Jul 9, 2018 | 4 minutes read

There’s a useful trick I learned the other day while working some geospatial data. I needed to compute the areas of millions of polygons very quickly - which initially looked like a fairly daunting task. It turns out that there’s a very fast and efficient method developed by Gauss that was designed for computing the area of any simple polygon (a simple polygon is a closed-path flat shape consisting of non-intersecting line segments - i.e. no curves and no overlaps).

It’s called the shoelace formula (for reasons that will become clear later), and it’s quite elegant. Given a list of the vertices, the shoelace algorithm breaks a polygon down into triangles and computes each of their areas instead. Once these areas are known, they can all just be added together - which gives you the area of the original polygon. What I find interesting is just how simple the algorithm is.

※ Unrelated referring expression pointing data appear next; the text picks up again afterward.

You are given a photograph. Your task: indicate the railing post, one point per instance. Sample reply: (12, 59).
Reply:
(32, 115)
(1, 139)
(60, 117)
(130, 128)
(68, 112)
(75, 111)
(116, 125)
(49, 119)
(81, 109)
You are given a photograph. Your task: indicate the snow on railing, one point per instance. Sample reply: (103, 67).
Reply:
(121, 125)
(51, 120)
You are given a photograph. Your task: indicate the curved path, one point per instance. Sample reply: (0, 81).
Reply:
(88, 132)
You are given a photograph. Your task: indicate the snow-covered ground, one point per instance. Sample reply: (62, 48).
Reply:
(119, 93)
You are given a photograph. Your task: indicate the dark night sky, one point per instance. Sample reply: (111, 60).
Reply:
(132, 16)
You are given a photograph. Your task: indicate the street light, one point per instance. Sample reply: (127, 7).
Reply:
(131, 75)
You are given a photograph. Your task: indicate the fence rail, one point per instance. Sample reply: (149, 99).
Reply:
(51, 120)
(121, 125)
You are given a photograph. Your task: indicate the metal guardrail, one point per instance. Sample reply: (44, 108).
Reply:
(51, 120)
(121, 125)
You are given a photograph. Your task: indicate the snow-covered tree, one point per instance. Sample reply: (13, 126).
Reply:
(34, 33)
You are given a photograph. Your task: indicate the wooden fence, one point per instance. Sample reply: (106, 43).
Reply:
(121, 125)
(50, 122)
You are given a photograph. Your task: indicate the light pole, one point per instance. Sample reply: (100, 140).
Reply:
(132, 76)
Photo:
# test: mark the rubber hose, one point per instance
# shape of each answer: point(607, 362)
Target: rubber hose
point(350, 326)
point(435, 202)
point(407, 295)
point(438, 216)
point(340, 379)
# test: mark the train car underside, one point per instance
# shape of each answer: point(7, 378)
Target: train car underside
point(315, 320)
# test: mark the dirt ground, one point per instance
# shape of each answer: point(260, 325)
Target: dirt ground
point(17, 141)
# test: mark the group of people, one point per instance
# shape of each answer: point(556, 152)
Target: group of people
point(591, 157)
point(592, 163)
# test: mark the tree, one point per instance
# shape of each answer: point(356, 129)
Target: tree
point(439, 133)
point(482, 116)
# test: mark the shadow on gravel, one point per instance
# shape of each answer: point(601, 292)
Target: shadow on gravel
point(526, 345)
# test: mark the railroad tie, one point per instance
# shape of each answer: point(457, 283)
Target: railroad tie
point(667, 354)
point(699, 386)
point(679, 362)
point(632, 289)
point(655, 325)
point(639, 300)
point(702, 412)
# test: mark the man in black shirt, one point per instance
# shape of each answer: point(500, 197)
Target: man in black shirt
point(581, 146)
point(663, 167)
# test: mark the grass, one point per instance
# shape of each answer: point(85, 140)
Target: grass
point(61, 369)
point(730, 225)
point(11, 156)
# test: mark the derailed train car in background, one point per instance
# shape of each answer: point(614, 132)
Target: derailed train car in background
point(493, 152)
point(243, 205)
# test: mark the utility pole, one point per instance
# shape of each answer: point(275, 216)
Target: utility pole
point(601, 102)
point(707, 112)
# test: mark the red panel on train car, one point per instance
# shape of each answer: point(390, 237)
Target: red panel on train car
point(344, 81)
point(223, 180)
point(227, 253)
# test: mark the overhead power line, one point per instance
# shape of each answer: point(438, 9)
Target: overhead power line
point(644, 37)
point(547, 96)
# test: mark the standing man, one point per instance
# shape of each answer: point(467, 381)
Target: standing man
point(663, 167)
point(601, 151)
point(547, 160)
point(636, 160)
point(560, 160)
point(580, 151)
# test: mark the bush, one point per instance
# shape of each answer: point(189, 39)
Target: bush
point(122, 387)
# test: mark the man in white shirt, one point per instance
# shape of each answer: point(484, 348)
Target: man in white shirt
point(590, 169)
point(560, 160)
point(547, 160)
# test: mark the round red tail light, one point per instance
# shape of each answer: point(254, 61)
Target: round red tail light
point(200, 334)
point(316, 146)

Triangles have some handy properties; firstly, their areas can be computed cheaply with a very simple closed-form solution - and secondly, any polygon can be broken down into a number of triangles. This makes sense - mathematicians like to solve difficult problems by breaking them down into smaller, easier problems - and solving those instead.


Here’s how it works. For the sake of simplicity, let’s start with a common-or-garden right-angled triangle.

A simple right-angled triangle

The area of this triangle is easily computed; $A = \frac{1}{2bh}$. Gauss' shoelace formula looks a little more complicated…

$$ A = \frac{1}{2} | \sum_{i=1}^{n-1} x_{i}y_{i+1} + x_{n}y_{1} - \sum_{i=1}^{n-1} x_{i+1}y_{i} - x_{1}y_{n} | $$

where $(x_{i}, y_{i})$ are the coordinates of each vertex (thus $\mathbf{x}$ and $\mathbf{y}$ are vectors containing the polygon’s vertices). It isn’t as intimidating as it looks, and the algorithm is probably better explained using an image (which I purloined sneakily from Wikipedia).

By Job Bouwman - Own work, CC BY-SA 4.0

Essentially, you cross-multiply each $x_{i}$ coordinate with each $y_{i-1}$ coordinate, and then divide the result by 2. As you work down through the vector of vertices, this will have the effect of computing the area of each individual triangle that comprises the polygon. Using our right-angled triangle from above, here are three imaginary points - one corresponding to each vertex.

Vertex$\mathbf{x}$$\mathbf{y}$
a35
b32
c82

Using Gauss’ formula, area of this triangle is computed like so;

  • $(3 \times 2) - (5 \times 3) = -9$
  • $(3 \times 2) - (2 \times 8) = -10$
  • $(8 \times 5) - (2 \times 3) = 34$ (note here that we’re “wrapping around” the top of the vector)

Adding all of these areas together gives and dividing by two results in an area of $7.5$. We can verify this quite easily: $\frac{1}{2} (5 \times 3) = 7.5$. This is a bit over-complicated for a triangle - but this method works just as well on polygons with an arbitrary number of vertices.

You may have noticed that one of the areas above is negative. The reason is that the quantity $(x_{n-1}y_{n}) - (x_{n}y_{n-1})$ simply describes the rectangle that has one particular vertex at its top right, and another at its bottom left. For the right-angled triangle shown above, the area given by $(x_{n-1}y_{n}) - (x_{n}y_{n-1})$ defines the rectangle with vertex $b$ at its lower left, and vertex $d$ at its upper right. Dividing this area by two gives the area of triangle $abc$.

So what about a more complex polygon? The same procedure applies, but the shape gets broken up into right-angled triangles first.

A quadrilateral broken up into right-angledtriangles


So there we have it - Gauss’ shoelace algorithm. It’s so compact and elegant for such a neat piece of geometric reasoning. When implementing this in a programming language that supports vectorisation, it boils down to just four lines of code…

# See https://stackoverflow.com/a/49129646/2321244
def shoelace(xs, ys):
    main_area = np.dot(xs[:-1], ys[1:]) - np.dot(ys[:-1], xs[1:])
    correction = (xs[-1] * ys[0]) - (ys[-1] * xs[0])
    return np.abs(main_area + correction) / 2

…and runs in mere microseconds. Fantastic really, considering that Gauss died over 150 years ago.